Leading the charge for nurses

Dunedin emergency department nurse Anne Daniels, the newly elected president of the New Zealand...
Dunedin emergency department nurse Anne Daniels, the newly elected president of the New Zealand Nurses Organisation. PHOTO: PETER MCINTOSH
Dunedin nurse Anne Daniels is the new president of the New Zealand Nurses Organisation, one of the country’s most high-profile and most fractured unions. She talks to health reporter Mike Houlahan about the challenges of healing divisions in the NZNO and the challenges facing the nursing workforce.

AT the start of this year Anne Daniels was thinking about retirement: now she is about to take on one of the biggest jobs she has ever tackled.

The Dunedin emergency department nurse has just, by an overwhelming margin, been elected the president of the New Zealand Nurses Organisation, the union which represents more than 50,000 healthcare workers.

However, the fact that just over 4000 votes were cast alarmed Ms Daniels, even though it represented the largest presidential election turnout in years.

‘‘That tells me of the lack of engagement of members; I am a researcher by nature, and I want to know why our members are not getting involved, because it is so, so important that nurses have a voice.’’
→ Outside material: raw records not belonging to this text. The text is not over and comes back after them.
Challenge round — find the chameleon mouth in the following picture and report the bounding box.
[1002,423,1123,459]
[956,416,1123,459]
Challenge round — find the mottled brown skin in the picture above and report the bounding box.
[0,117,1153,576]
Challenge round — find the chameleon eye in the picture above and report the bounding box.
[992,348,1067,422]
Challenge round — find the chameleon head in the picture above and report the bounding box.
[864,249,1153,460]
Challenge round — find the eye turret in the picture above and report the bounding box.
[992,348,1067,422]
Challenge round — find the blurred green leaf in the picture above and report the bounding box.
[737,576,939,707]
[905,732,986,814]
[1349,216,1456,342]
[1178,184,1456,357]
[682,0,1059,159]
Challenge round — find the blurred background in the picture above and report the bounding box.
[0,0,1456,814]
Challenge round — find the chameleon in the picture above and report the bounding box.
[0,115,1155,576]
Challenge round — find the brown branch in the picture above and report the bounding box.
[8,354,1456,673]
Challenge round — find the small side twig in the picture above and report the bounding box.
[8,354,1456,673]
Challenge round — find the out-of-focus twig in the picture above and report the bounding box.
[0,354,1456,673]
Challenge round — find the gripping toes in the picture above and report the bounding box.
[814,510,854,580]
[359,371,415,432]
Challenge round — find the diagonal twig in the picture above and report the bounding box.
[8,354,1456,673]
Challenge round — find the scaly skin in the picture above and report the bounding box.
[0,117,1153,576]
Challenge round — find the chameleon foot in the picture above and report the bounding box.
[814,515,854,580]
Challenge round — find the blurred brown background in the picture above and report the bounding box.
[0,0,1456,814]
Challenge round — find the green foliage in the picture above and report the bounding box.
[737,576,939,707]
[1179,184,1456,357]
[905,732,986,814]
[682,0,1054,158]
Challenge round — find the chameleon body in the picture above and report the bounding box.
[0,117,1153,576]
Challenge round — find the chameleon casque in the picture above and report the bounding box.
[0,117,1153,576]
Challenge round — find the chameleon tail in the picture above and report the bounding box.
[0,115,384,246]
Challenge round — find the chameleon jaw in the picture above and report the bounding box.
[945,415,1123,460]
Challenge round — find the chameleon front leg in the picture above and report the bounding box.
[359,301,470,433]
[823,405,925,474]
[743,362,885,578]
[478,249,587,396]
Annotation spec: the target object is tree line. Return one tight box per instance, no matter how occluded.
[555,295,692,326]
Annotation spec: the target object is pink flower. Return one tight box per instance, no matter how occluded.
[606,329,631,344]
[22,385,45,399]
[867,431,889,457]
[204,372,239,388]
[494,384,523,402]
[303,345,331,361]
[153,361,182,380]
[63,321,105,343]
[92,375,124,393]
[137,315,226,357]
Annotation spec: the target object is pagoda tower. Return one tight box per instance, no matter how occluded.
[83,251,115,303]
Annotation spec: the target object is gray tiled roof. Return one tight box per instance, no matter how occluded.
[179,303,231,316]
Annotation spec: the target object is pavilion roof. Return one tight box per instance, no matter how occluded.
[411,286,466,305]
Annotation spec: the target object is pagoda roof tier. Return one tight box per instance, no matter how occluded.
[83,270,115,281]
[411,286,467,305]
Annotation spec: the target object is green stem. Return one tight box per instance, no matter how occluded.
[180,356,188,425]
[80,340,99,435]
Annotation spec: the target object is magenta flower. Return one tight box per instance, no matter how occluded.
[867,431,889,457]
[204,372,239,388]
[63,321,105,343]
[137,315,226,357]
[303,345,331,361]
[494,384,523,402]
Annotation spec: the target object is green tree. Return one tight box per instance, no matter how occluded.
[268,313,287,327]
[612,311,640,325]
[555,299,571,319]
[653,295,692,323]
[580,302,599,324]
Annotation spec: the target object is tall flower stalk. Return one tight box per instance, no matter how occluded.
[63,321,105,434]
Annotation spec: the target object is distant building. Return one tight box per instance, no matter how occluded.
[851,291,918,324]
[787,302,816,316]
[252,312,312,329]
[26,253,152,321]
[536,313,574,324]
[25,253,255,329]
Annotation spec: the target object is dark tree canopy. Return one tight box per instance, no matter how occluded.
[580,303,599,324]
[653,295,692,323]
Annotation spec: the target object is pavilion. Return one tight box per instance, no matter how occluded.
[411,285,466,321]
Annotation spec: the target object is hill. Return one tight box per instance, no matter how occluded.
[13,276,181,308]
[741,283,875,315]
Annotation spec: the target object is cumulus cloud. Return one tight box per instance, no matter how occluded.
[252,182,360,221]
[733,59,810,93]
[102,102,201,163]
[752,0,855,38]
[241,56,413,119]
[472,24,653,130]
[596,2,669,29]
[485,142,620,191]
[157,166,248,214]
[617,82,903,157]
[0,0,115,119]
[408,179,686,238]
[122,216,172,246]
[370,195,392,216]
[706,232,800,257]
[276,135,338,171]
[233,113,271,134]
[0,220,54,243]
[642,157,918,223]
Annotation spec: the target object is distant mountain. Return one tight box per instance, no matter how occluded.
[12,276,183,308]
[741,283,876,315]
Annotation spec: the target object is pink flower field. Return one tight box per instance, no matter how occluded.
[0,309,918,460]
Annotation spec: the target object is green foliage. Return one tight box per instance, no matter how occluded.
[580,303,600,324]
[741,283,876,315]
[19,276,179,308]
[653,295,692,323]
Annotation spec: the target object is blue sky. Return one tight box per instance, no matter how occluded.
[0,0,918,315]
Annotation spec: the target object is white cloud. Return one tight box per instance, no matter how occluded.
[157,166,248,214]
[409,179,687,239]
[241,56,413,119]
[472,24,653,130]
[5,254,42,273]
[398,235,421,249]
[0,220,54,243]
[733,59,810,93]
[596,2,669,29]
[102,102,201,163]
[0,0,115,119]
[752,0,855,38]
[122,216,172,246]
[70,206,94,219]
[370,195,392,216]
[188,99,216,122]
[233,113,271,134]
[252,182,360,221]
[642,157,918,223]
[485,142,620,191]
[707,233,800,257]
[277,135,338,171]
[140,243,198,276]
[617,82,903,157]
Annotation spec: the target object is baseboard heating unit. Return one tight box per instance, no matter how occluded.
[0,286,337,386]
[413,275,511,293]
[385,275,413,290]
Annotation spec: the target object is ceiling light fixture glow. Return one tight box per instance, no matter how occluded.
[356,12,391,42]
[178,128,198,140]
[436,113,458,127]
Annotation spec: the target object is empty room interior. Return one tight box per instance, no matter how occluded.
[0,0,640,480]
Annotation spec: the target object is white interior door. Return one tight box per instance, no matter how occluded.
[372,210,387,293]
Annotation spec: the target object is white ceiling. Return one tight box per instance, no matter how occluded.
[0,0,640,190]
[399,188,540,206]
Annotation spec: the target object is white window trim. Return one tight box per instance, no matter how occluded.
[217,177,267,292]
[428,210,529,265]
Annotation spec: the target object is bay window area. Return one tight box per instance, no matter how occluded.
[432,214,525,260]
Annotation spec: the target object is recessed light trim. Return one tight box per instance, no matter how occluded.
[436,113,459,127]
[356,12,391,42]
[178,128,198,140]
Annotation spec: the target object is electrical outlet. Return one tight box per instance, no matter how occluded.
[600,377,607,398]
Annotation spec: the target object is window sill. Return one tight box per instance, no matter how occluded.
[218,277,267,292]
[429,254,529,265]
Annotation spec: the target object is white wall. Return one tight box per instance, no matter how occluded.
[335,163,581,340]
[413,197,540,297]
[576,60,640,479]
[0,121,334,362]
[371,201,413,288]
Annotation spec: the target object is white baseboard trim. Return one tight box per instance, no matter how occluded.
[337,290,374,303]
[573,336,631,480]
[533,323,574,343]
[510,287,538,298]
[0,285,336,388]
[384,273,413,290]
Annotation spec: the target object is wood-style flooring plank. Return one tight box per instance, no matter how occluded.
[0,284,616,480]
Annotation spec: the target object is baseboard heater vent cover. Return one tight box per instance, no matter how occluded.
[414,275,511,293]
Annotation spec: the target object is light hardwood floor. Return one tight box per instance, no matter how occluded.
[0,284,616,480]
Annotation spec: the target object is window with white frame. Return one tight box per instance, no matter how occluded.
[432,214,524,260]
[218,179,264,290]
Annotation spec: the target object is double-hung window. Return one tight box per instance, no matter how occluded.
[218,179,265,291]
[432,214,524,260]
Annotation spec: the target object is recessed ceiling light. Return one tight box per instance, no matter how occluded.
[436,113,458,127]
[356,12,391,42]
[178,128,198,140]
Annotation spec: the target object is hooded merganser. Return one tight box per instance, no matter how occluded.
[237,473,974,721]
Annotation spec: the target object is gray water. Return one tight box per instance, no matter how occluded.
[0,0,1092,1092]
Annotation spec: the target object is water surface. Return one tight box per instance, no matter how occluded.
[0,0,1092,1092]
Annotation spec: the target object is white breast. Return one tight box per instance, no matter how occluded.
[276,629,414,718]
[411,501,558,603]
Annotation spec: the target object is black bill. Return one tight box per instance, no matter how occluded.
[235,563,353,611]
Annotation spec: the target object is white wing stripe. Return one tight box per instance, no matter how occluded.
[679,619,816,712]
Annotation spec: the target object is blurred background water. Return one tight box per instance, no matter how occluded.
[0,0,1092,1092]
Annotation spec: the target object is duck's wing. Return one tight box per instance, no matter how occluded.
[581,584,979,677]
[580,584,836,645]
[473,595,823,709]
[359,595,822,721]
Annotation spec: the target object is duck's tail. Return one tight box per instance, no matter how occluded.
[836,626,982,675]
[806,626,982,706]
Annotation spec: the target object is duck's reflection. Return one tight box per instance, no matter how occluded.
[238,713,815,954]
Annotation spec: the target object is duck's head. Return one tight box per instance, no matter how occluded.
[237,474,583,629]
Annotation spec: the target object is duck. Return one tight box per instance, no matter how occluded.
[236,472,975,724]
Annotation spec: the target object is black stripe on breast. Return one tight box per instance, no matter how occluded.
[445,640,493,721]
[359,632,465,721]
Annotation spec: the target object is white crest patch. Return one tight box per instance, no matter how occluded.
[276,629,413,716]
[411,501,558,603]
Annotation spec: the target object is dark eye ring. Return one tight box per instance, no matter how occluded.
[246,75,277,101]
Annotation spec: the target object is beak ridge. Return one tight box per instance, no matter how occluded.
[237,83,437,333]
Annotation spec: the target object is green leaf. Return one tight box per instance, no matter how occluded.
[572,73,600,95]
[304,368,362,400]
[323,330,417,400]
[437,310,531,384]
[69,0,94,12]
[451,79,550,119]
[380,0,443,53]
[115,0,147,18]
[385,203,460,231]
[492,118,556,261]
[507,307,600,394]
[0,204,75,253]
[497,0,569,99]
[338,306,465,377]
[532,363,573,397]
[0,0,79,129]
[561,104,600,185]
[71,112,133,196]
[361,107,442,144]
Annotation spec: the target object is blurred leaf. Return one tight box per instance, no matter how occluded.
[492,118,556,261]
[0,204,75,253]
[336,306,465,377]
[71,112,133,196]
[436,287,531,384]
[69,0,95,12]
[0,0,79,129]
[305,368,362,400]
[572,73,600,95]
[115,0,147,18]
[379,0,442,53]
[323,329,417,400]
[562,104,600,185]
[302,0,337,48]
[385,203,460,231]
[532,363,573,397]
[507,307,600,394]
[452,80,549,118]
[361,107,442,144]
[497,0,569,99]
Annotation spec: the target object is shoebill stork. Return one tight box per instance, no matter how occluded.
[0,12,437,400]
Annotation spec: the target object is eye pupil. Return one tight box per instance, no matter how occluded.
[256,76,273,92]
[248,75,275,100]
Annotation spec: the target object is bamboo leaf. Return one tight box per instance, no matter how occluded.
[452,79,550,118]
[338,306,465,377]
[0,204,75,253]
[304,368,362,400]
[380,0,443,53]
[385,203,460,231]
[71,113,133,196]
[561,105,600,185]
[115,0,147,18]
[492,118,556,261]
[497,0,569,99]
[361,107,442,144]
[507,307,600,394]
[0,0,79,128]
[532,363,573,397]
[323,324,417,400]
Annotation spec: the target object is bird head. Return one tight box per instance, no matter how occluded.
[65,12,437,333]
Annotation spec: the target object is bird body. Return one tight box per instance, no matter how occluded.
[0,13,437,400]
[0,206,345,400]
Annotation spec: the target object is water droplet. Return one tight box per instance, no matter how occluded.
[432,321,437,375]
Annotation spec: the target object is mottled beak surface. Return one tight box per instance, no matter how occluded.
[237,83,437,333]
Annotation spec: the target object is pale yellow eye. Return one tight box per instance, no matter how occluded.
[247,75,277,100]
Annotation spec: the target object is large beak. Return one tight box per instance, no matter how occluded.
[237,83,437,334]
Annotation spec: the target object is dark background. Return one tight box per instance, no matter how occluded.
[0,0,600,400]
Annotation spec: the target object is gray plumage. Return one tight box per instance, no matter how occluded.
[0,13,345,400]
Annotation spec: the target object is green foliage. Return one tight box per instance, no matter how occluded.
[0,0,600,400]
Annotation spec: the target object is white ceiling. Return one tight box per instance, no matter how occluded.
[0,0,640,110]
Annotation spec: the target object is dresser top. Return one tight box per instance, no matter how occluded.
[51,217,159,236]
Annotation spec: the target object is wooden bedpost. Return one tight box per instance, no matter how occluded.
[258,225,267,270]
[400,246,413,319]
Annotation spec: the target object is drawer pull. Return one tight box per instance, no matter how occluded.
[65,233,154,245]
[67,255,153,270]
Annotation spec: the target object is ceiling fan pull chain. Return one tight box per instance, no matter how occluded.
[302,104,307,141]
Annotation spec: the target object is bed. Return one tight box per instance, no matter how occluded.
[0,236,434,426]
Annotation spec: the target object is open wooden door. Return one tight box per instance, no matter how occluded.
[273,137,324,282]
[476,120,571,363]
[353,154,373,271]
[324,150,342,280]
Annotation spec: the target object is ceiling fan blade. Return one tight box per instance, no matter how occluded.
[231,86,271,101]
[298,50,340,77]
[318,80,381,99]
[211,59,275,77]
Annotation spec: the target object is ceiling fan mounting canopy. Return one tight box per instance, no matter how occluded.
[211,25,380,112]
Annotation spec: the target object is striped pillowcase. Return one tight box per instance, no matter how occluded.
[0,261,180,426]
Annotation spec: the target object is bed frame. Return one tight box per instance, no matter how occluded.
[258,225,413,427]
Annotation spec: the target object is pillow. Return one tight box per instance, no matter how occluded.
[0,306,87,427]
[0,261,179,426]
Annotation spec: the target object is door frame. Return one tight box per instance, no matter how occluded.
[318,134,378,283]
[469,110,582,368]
The NZNO has been in turmoil in recent years, with numerous divisions and disputes in its upper echelons.

Ms Daniels, a veteran delegate who ran for the top job on a platform of the NZNO being a member-led organisation which supports and realises the hopes of nurses, now has to walk the talk.

‘‘It hasn’t been a happy place ... I think historically we haven’t seen ourselves as being in a place where we can create beneficial change for nurses, nursing, and our patients, and that culture of the NZNO being a union needs to change.’’

Patient welfare and a strong rejection of injustice are central to Ms Daniels’ nursing philosophy; it was why she hit the headlines a few months ago when, in her role as health and safety representative in the emergency department at Dunedin Hospital she lodged a provisional improvement notice (PIN), which called on the Southern District Health Board to introduce a range of patient and staff safety measures.

What could have been a confrontational exercise had proven to be anything but, Ms Daniels said.

‘‘I’m very much a collaborative person, when I served the PIN I requested a meeting of all the stakeholders in the same room, including the doctors’ union, because we needed to do this together.

‘‘I have found that management, including my direct boss, our director of nursing, and more recently the board, the CEO and the health and safety team, very supportive and open to listening to the issues and the solutions.’’

Ms Daniels served the PIN due to patient and staff safety concerns, worries which have been a key part of her speeches as a delegate at NZNO rallies.

The union, increasingly frustrated with the lack of progress on pay equity and safe staffing, went on strike for the first time in decades in 2018, and followed up with further industrial action earlier this year.

Nurses had intended to walk off the job again last month, the first in a series of planned strikes which were called off after the country suddenly moved to Covid-19 Alert Level 4.

Ms Daniels was well aware the contract dispute was unfinished business.

‘‘Nurses trust people. Those in authority have made promises to us for year after year after year and they have disappointed us,’’ she said.

‘‘We are not accepting what we are told any more, we are trusting in ourselves, and we are standing up for what we believe to be right.’’

There was a mandate for safe staffing and the Government and DHBs had to honour that commitment, Ms Daniels said, notwithstanding the well-understood issues health boards were having in recruiting nurses.

She also wanted to see actual consequences for health boards which failed to reach safe staffing targets.

‘‘We are frustrated more than anything else, and angry and hurt that we haven’t been heard.

‘‘We worry about our patients and we worry about what we can’t do for them because we have to care ration, which means that every day when I go to work I have to decide which person actually gets my care and which ones have to miss out or wait for long periods of time before they actually get any real care.

‘‘I spend my entire shift hoping that I don’t miss anybody who really should be looked at. We often say it’s the quiet patient we worry about the most because those are the ones that tend to go downhill very quickly and of course they don’t say anything — we love patients who yell and scream.’’

Ms Daniels trained as a cadet in Thames, but went back to school when already a qualified registered nurse to complete the new academic nursing papers, and then a master’s.

A convener and delegate leader at Thames, the pull of twin grandchildren brought her and her husband, also a nurse, to Dunedin.

‘‘We came down here for a year to help look after them and never left, we fell in love with Dunedin.’’

Ms Daniels intends to continue to work part-time as a nurse to keep her practising certificate, and to remain living in Dunedin.